Manado, BeritaManado.com — Data terakhir dari Kementerian Kesehatan RI dengan sebaran virus Corona (COVID-19) per 23 Maret 2020 pukul 15:45 WIB
Di Indonesia kasus positif 579, meninggal dunia 49, sembuh 3, di seluruh dunia kasus positif 341,368, meninggal dunia 14.759, sembuh 98.866.
Kondisi ini tentu harus menjadi tanda awas di seantero dunia, khusus untuk Indonesia, pemerintah telah memperpanjang masa waktu darurat COVID-19 selama 91 hari.
Direktur Oprasional PD Pasar Kota Manado Tommy Sumelung (Tomsu) saat berbincang dengan awak media, Selasa (24/03/2020), mengatakan saat ini manusia menghadapi krisis akut tidak hanya karena virus Corona, tetapi juga karena kurangnya kepercayaan di antara manusia.
“Untuk mengalahkan epidemi masyarakat perlu mempercayai para pakar sains, warga negara perlu mempercayai otoritas publik, dan negara-negara harus saling percaya,” kata Tommy Sumelung.
Menurut Tommy Sumelung sebagai akibatnya, manusia sekarang menghadapi krisis kehilangan pemimpin global yang dapat menginspirasi, mengatur dan membiayai respons global yang terkoordinasi.
Selama epidemi Ebola 2014, AS berperan sebagai pemimpin seperti itu.
AS memenuhi peran serupa juga selama krisis keuangan 2008, ketika negara itu mendukung negara-negara untuk mencegah krisis ekonomi global.
“Namun dalam beberapa tahun terakhir AS telah menarik diri dari perannya sebagai pemimpin global.
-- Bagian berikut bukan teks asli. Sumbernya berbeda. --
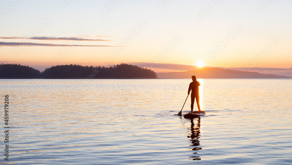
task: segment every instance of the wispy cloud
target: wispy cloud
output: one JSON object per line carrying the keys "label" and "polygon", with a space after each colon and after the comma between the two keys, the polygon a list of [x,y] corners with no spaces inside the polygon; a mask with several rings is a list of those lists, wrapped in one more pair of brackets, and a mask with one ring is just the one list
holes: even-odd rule
{"label": "wispy cloud", "polygon": [[107,46],[115,47],[116,46],[110,46],[107,45],[66,45],[63,44],[53,44],[51,43],[39,43],[31,42],[0,42],[0,46]]}
{"label": "wispy cloud", "polygon": [[[87,36],[89,37],[111,37],[111,36]],[[42,36],[39,37],[0,37],[1,39],[30,39],[31,40],[74,40],[78,41],[112,41],[108,40],[102,39],[93,39],[84,38],[76,37],[48,37]]]}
Pemerintahan AS saat ini telah memangkas dukungan untuk organisasi internasional seperti Organisasi Kesehatan Dunia (WHO) dan telah menegaskan diri sangat jelas di mata dunia bahwa AS tidak lagi memiliki teman sejati, ia hanya memiliki kepentingan,” ulas Tomsu
Ketika krisis virus Corona meletus, AS tetap bergeming, dan sejauh ini menahan diri untuk tidak mengambil peran utama.
Bahkan jika pada akhirnya mencoba untuk mengambil alih kepemimpinan, kepercayaan pada pemerintahan AS saat ini telah terkikis sedemikian rupa, sehingga hanya sedikit negara yang mau mengikutinya.
“Apakah Anda akan mengikuti pemimpin yang mottonya adalah Aku Duluan?,” kutip Tomsu
Kekosongan yang ditinggalkan oleh AS belum diisi oleh pihak lain.
Justru sebaliknya xenophobia, isolasionisme, dan ketidakpercayaan kini menjadi ciri sebagian besar sistem internasional.
“Tanpa kepercayaan dan solidaritas global kita tidak akan bisa menghentikan epidemi corona virus, dan kita cenderung melihat lebih banyak epidemi seperti itu di masa depan,” ucapnya
Tetapi setiap krisis juga merupakan peluang, semoga epidemi saat ini akan membantu umat manusia menyadari bahaya akut yang ditimbulkan oleh perpecahan global.
“Untuk mengambil satu contoh yang menonjol, epidemi bisa menjadi peluang emas bagi Uni Eropa (EU), untuk mendapatkan kembali dukungan rakyat yang telah hilang dalam beberapa tahun terakhir,” paparnya.
Jika anggota EU yang lebih beruntung dengan cepat dan murah hati mengirim uang, peralatan dan tenaga medis untuk membantu rekan-rekan mereka yang paling kena dampak, ini akan membuktikan nilai ideal Eropa lebih baik daripada nilai pidato.
“Tapi jika masing-masing negara dibiarkan berjuang sendiri, maka epidemi itu mungkin akan menjadi lonceng kematian bagi EU,” tukasnya
Di saat krisis ini, perjuangan krusial terjadi di dalam kemanusiaan itu sendiri.
Jika epidemi ini menghasilkan perpecahan yang lebih besar dan ketidakpercayaan di antara manusia, itu akan menjadi kemenangan virus terbesar.
“Ketika manusia berselisih virus berlipat ganda. Sebaliknya, jika epidemi menghasilkan kerja sama global yang lebih dekat, itu akan menjadi kemenangan tidak hanya terhadap virus Corona, tetapi juga terhadap semua patogen/parasit di masa depan,” pungkas Tomsu.